Reputation: 81
I have a problem. I'm trying to count number of a subtitle lines with php. As you might know, a subtitle looks like this:
1
00:00:00,984 --> 00:00:03,503
All right, guys, let's get to it.
2
00:00:03,587 --> 00:00:04,821
What's that button?
3
00:00:04,872 --> 00:00:07,590
It's something designed
to help you get healthy.
4
00:00:07,658 --> 00:00:09,676
Just ignore it.
5
00:00:09,760 --> 00:00:12,962
So, Patrick, did you take the high road
Now, i tried to put the content of a subtitle file in an array, like this:
$f = fopen($file, 'rb');
$read = fread($f, filesize($file));
fclose($f);
$array = explode("\n",$read);
With this code:
$array = array_filter($array,'trim');
foreach($array as $key => $value) {
if(preg_match('/\d+/',$value)) {
unset($array[$key]);
}
}
$array = array_values($array);
echo '<pre>';
print_r($array);
echo '</pre>';
i get:
Array
(
[0] => All right, guys, let's get to it.
[1] => What's that button?
[2] => It's something designed
[3] => to help you get healthy.
[4] => Just ignore it.
[5] => So, Patrick, did you take the high road
[6] => and congratulate Wendy on that promotion
[7] => that you were supposed to get?
[8] => Yes, I did.
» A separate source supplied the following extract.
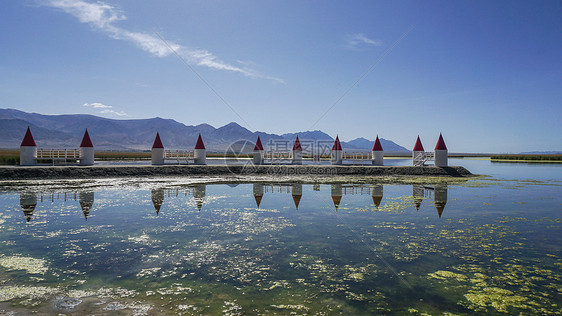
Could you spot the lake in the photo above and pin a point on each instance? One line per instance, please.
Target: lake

I even bought her flowers.
[9] => Liar!
)
which is not ok because
It's something designed
to help you get healthy.
should be a in a single element of the array.
I've also tried to match everything between( example ) :
1
00:00:00,984 --> 00:00:03,503
and
2
00:00:03,587 --> 00:00:04,821
with:
(\d+\n)([0-9][0-9]:[0-9][0-9]:[0-9][0-9],\d+ --> [0-9][0-9]:[0-9][0-9]:[0-9][0-9],\d+\n).*\n
but it doesn't work and i'm out of ideas.
What i'm tring to output:
Array
(
[0] => All right, guys, let's get to it.
[1] => What's that button?
[2] => It's something designed to help you get healthy.
[3] => Just ignore it.
[4] => So, Patrick, did you take the high road
[5] => and congratulate Wendy on that promotion that you were supposed to get?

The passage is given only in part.